O que a bridge fazia e por que virou gargalo

O React Native original rodava dois mundos separados: um thread JavaScript (com o motor Hermes ou JSC) e o lado nativo (UIKit no iOS, Android Views no Android). A ponte entre eles era a bridge, uma fila assíncrona de mensagens JSON.

O fluxo era assim:

  1. O JS decidia renderizar um componente e enviava uma mensagem JSON pela bridge
  2. O lado nativo recebia, desserializava, criava a view e calculava o layout
  3. Qualquer resposta (evento de toque, resultado de módulo nativo) voltava pela mesma fila

O problema é que tudo passava por serialização. Um array de 10.000 itens virava uma string JSON gigante, atravessava a bridge, e era parseado do outro lado. Em listas longas ou animações com muitas propriedades mudando por frame, a fila congestionava. O resultado: jank visível e aquele delay perceptível entre tocar um botão e ver a resposta.

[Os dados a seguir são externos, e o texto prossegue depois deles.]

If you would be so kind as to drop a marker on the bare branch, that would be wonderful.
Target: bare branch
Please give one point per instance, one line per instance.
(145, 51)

Gestos eram particularmente afetados. Um pan gesture que precisava atualizar a posição de uma view a cada frame dependia de roundtrips JS-nativo. Se a bridge estivesse ocupada processando outras mensagens, o gesto travava.

JSI: a fundação que substituiu a bridge

O JSI (JavaScript Interface) é a base de tudo. Em vez de mensagens JSON assíncronas, o JSI expõe objetos C++ diretamente para o JavaScript como HostObjects. O JS segura uma referência de memória ao objeto nativo e chama métodos sobre ele de forma síncrona, sem serialização.

Na prática, isso significa que uma chamada nativa que antes precisava de:

// Arquitetura antiga: mensagem assíncrona via bridge
NativeModules.Storage.getString('user_token')
  .then(token => processToken(token));

Agora acontece via referência direta:

// Com JSI: acesso síncrono via HostObject
const token = global.__storageModule.getString('user_token');
processToken(token);

A diferença de throughput é brutal. Aplicações que processam buffers de câmera (frames de ~30 MB em tempo real) conseguem mover dados a ~2 GB/s pela interface JSI, algo impossível com serialização JSON.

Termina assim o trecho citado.